Wie unterstütze ich mein Kind am Spielfeldrand?
Kurz gesagt
Hilfreiche Begleitung beginnt damit, zu verstehen, welche Unterstützung dein Kind gerade braucht. Verlässlichkeit, Interesse und ein ruhiger Umgang mit eigenen Gefühlen gehören dazu. Es gibt keinen Satz, der nach jeder Niederlage für jedes Kind richtig ist. [1]
Was dahintersteckt
Harwood und Knight beschreiben in einem wissenschaftlichen Positionspapier mehrere Aufgaben von Sporteltern: passende Möglichkeiten schaffen, organisatorisch helfen, Beziehungen pflegen und mit den eigenen Emotionen umgehen. Unterstützung soll sich außerdem mit der Entwicklung des Kindes verändern. Das Papier bündelt Forschung und formuliert Orientierung; es ist kein Experiment, das eine einzelne Gesprächsregel beweist. [1]
Eine Forschungsübersicht von 2024 untersuchte Schulungsprogramme für Trainer und Eltern. Bei Trainerprogrammen zeigten sich bei einigen Merkmalen positive Effekte auf die Erfahrungen junger Sportler. Für Elternprogramme war die Forschungsbasis deutlich schmaler. Deshalb dürfen wir hilfreiche Gesprächsideen nicht als garantiert wirksame Methode verkaufen. [2]
Die gemeinsame Richtung ist trotzdem klar: Das Umfeld gehört zur sportlichen Erfahrung. Für Tischtennis lohnt es sich, Elternrolle und Trainerrolle gemeinsam zu besprechen, bevor im engen fünften Satz alle etwas anderes zurufen.
Am Tisch ausprobieren
Unser Praxisvorschlag für den nächsten Spieltag: Vereinbart vorher eine kleine Absprache. Zum Beispiel: „Während des Spiels feuere ich dich so an, wie wir es besprochen haben. Danach frage ich, ob du reden möchtest.“
Lass dein Kind selbst formulieren, was angenehm ist. Ein jüngeres Kind braucht dabei vielleicht konkrete Beispiele. Die Beobachtungsfrage nach dem Spiel lautet: Was von meiner Begleitung war heute hilfreich, und was soll ich nächstes Mal ändern?
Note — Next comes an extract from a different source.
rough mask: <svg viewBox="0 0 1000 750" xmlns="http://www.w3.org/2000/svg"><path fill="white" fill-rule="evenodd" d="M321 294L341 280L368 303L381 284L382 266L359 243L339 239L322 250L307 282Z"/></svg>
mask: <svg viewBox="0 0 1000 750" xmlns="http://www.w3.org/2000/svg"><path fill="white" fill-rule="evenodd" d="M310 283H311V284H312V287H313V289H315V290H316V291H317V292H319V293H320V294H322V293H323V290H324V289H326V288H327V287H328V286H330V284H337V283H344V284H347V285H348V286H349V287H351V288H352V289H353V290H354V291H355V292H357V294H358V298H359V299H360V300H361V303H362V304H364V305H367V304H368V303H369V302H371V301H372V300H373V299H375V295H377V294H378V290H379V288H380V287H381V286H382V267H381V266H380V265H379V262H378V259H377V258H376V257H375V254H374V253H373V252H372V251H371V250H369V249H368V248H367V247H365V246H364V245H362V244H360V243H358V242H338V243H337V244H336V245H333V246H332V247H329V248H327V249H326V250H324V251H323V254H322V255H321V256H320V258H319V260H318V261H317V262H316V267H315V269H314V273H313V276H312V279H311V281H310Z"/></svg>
Die Antwort darf auch „weiß ich noch nicht“ sein.
Für Trainer
Gebt Eltern Orientierung: Wer betreut das Spiel, wann ist ein gutes Gespräch möglich, und wen erreichen sie bei organisatorischen Fragen? Sprecht Spannungen zu einem ruhigen Zeitpunkt an. Eltern brauchen einen Platz im Verein und verständliche Zuständigkeiten.
Für Eltern
Eine Niederlage darf enttäuschen. Du musst sie nicht sofort erklären, schönreden oder mit einem Trainingsplan beantworten. Höre zunächst zu. Dein Kind darf den Sport ernst nehmen und gleichzeitig entscheiden, dass es gerade lieber über etwas anderes sprechen möchte.
Was wir noch nicht wissen
Kinder unterscheiden sich nach Alter, Erfahrung, Persönlichkeit und Umfeld. Die Forschung liefert keine universelle Ansprache und nur begrenzte Belege für langfristige Wirkungen bestimmter Elternkurse. Unsere Absprache ist ein gemeinsamer Versuch, keine Bewertung guter und schlechter Eltern.
Quellen
- Harwood & Knight (2015): Parenting in youth sport: A position paper on parenting expertise. Forschungsbasiertes Positionspapier zu den vielfältigen Aufgaben von Sporteltern.
- Bengtsson et al. (2024): The effects of interpersonal development programmes with sport coaches and parents on youth athlete outcomes: A systematic review and meta-analysis. Prüft Interventionsprogramme und zeigt die begrenzte Basis für Elternprogramme.